Seit ein paar Jahren geben (westliche) Militärs und auch die NATO jedoch vermehrt an, ihre Treibhausgasemissionen endlich angehen zu wollen. Diese Versprechen bleiben im Angesicht stetig steigender Rüstungsausgaben hohl. Im Jahr 2022 erreichten diese global erneut ein Rekordhoch von 2,24 Billionen US Dollar. Die Visionen eines „grünen“ Militärs à la Stoltenberg, das inklusive Öko-Panzern und E-Fuel Kampfjets bestens auf die Einsatzbedingungen unter Dürre, Überflutungen und sozialen Unruhen eingerichtet ist, kann nicht zu Klimagerechtigkeit führen. Ein grundlegendes Infrage stellen des auf Abschreckung und Aufrüstung setzenden Status-quo der Sicherheitspolitik bleibt im Angesicht einer Klimakatastrophe und weiterer drohender planetarer Krisen wie dem Artensterben und Ökosystemversagen, komplett aus.

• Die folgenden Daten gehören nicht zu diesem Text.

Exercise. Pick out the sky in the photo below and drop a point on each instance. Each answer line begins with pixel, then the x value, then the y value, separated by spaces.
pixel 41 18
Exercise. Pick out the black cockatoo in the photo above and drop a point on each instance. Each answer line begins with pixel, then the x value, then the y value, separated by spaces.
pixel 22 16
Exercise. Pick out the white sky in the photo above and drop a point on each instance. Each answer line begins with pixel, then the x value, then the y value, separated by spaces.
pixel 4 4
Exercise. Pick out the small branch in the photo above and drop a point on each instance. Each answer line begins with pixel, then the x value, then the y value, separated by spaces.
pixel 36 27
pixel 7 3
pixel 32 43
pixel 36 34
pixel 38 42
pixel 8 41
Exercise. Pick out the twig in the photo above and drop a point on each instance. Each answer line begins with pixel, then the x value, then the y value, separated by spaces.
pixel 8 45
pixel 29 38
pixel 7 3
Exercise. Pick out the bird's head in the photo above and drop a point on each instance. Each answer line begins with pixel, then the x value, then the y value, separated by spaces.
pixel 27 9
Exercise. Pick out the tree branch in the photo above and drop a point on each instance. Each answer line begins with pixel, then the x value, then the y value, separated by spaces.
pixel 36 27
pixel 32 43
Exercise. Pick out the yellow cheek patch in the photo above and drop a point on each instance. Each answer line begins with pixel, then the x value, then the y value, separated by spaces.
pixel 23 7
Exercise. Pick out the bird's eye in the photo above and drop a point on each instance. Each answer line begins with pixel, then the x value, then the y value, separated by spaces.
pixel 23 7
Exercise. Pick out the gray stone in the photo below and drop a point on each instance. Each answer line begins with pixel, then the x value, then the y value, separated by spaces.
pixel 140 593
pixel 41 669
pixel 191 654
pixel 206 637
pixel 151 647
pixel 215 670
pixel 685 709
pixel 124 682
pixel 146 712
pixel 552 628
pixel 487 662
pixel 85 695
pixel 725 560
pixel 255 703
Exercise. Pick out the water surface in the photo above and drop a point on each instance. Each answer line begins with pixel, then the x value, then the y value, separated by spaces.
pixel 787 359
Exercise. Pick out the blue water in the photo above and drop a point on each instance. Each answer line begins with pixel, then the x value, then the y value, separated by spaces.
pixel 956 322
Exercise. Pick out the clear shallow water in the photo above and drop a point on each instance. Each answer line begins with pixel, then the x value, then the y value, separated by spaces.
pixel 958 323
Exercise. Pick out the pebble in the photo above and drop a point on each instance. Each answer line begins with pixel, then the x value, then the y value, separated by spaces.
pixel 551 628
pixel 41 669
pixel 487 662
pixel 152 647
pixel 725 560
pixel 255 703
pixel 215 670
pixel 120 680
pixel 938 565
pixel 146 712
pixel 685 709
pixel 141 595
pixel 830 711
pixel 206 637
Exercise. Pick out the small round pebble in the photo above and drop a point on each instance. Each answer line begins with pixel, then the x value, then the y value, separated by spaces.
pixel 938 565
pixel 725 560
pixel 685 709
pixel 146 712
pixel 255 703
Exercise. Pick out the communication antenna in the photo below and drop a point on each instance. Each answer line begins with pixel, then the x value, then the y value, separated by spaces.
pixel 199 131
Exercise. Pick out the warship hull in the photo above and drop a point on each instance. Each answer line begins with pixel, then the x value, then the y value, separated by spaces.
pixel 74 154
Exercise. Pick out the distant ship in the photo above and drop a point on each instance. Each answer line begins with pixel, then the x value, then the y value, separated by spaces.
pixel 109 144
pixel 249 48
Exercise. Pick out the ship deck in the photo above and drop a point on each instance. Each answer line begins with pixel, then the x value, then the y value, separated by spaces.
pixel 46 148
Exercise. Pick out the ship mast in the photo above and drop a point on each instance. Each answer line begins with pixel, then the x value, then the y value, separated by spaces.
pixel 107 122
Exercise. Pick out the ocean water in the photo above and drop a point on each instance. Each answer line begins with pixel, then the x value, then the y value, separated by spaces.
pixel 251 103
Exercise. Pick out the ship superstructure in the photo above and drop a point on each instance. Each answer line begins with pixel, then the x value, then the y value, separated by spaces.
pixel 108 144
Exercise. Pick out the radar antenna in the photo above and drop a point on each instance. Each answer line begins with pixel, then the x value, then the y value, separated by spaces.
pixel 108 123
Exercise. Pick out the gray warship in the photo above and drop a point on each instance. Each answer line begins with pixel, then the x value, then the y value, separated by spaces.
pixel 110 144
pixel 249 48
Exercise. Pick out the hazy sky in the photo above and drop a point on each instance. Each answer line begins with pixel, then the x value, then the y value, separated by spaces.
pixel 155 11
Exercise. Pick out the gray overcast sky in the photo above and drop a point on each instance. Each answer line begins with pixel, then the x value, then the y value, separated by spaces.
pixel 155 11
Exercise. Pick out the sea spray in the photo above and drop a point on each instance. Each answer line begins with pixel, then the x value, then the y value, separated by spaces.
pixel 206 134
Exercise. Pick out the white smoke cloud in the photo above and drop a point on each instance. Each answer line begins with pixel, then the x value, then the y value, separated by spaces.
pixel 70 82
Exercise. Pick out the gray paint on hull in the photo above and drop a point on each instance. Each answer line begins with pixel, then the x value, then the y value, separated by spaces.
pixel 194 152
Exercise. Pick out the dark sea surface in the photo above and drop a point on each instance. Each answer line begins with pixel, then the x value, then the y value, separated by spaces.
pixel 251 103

Es ist höchste Zeit menschliche Sicherheit ins Zentrum unserer Entscheidungen zu setzen. Dazu gehört eine Gesellschaft und ein Wirtschaftssystem, das innerhalb der planetaren Belastungsgrenzen agiert. Besonders im globalen Norden sollten Degrowth-Konzepte erforscht, erprobt und angewandt werden. Dies betrifft auch finanzielle, materielle und intellektuelle Ressourcen, die in Klimaschutz, -anpassung und die Entschädigung von Betroffenen fließen müssen. Solch eine umfassende Investition ist nur mittels Abrüstung zu erreichen. So würden die Rüstungsausgaben eines Jahres der Top-10 Länder 15 Jahre versprochener Klimafinanzierung im globalen Süden abdecken.

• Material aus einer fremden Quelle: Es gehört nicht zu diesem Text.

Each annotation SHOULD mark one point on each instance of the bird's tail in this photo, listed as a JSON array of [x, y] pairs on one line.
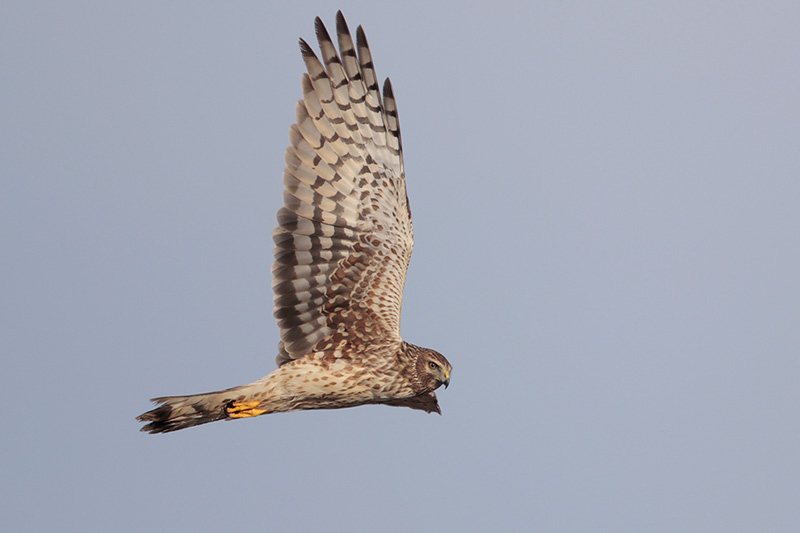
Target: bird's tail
[[179, 412]]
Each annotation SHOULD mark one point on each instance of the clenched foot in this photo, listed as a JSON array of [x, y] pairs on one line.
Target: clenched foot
[[245, 409]]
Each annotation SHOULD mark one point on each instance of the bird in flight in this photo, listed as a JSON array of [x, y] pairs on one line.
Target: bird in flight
[[342, 248]]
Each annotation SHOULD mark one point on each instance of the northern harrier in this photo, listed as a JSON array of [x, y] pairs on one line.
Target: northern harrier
[[342, 248]]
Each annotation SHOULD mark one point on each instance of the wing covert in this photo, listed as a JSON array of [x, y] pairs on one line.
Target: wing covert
[[344, 235]]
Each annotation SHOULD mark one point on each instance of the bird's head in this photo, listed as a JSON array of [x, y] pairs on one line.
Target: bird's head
[[432, 370]]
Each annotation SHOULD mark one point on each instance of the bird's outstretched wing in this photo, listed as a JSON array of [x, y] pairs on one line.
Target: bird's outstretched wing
[[344, 234]]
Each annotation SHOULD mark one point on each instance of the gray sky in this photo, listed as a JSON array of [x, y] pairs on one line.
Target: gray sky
[[606, 210]]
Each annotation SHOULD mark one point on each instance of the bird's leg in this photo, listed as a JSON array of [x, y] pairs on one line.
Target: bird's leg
[[244, 409]]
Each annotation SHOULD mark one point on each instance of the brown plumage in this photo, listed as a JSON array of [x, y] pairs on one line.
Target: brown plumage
[[342, 248]]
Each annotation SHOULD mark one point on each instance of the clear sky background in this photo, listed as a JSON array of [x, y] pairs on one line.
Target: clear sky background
[[606, 202]]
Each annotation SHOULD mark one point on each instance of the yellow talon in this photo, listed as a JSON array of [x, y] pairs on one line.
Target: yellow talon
[[245, 409]]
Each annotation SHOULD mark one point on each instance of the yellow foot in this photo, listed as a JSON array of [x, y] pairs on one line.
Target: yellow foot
[[245, 409]]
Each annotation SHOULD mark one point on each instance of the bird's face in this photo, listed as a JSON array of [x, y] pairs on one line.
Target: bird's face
[[435, 370]]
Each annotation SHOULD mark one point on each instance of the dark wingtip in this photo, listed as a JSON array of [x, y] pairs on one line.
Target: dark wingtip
[[321, 30], [341, 23], [306, 49]]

Im Rahmen des Workshops wollen wir der Frage nachgehen, wie Klimagerechtigkeit und Frieden zusammen gedacht werden können. Wo finden sich Überschneidungen zwischen Abrüstung, Degrowth und einem guten Leben innerhalb planetarer Grenzen? Wo können wir uns als Wissenschaftlerinnen, Aktivist*innen oder im Rahmen unserer Berufe einbringen?
Nach einem Impulsvortrag soll den verschiedenen Teilaspekten in Kleingruppenarbeiten nachgegangen werden. Je nach Zeit ist eine Rotation und/oder Vorstellung der Ergebnisse vorstellbar.

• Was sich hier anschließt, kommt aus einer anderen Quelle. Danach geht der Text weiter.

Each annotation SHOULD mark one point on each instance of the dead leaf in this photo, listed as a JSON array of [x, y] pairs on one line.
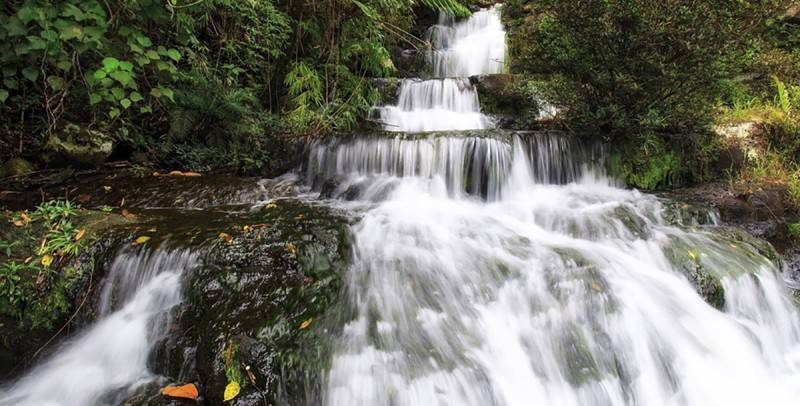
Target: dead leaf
[[231, 391], [47, 260], [188, 391]]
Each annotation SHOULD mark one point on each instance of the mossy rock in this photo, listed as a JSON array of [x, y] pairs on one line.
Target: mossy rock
[[80, 145]]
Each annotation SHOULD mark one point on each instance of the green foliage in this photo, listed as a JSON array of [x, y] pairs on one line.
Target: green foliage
[[137, 69], [36, 275]]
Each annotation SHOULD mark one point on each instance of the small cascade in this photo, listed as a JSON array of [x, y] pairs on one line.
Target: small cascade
[[475, 46], [109, 360], [458, 166], [450, 102]]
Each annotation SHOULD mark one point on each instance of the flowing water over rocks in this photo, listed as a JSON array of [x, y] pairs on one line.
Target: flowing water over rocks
[[483, 267]]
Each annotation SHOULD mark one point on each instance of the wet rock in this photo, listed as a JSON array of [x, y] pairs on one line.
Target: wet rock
[[265, 288], [80, 145], [512, 100], [16, 167]]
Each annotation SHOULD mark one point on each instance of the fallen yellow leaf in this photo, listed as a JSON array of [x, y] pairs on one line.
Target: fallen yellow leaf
[[188, 391], [231, 391]]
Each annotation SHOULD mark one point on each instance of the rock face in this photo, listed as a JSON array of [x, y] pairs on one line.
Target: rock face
[[16, 167], [268, 280], [80, 145], [513, 100]]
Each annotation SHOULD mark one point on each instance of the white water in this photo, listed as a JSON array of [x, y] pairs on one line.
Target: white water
[[460, 49], [109, 360], [551, 294], [509, 271]]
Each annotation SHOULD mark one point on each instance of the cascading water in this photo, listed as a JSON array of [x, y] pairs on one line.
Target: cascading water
[[509, 271], [450, 102], [106, 362]]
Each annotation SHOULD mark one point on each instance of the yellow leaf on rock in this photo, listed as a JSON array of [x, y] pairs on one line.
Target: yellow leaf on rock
[[188, 391], [47, 260], [231, 391]]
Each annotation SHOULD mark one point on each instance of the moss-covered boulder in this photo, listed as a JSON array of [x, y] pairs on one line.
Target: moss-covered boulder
[[79, 145], [16, 167]]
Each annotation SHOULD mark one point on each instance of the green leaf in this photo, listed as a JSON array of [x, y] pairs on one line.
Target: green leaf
[[174, 54], [118, 93], [36, 42], [30, 74], [143, 41], [55, 82], [64, 65], [110, 63], [122, 77], [73, 31]]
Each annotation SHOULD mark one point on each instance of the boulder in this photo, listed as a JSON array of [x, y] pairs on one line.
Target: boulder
[[80, 145], [16, 167]]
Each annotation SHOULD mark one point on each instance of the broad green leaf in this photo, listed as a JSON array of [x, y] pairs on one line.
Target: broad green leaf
[[174, 54], [122, 77], [55, 82], [118, 93], [143, 41], [64, 65], [110, 64], [30, 73], [74, 31]]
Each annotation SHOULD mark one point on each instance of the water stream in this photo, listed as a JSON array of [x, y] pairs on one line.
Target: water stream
[[500, 268], [104, 364], [511, 271]]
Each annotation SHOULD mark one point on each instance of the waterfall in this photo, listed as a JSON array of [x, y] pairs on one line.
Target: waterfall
[[506, 269], [450, 102], [109, 360]]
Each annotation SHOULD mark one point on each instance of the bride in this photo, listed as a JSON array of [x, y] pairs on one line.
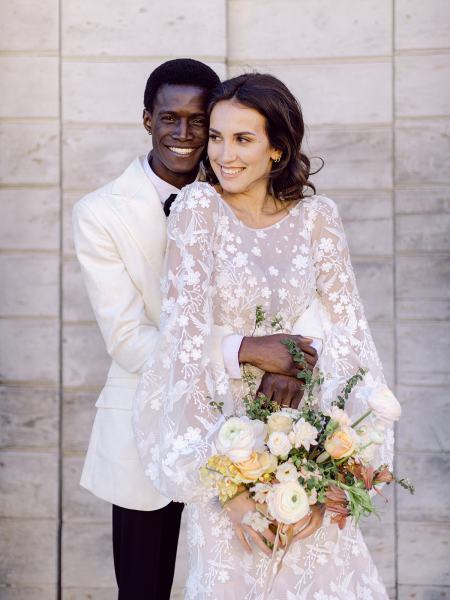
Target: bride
[[249, 237]]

Dr. med. Angelika Claußen, Covorsitzende der deutschen IPPNW -Sektion und Europavorsitzende IPPNW, Sie koordiniert und vertritt die Arbeit der deutschen IPPNW zum Thema Frieden und Atomwaffenverbot, Atomausstieg sowie Klima und Krieg; Master in Friedenswissenschaften; Mehrere Artikel zum Thema "Abrüsten um das Klima zu retten", zuletzt: Das 1,5 Grad Ziel in Gefahr: Der Ukrainekrieg und seine Klimabilanz.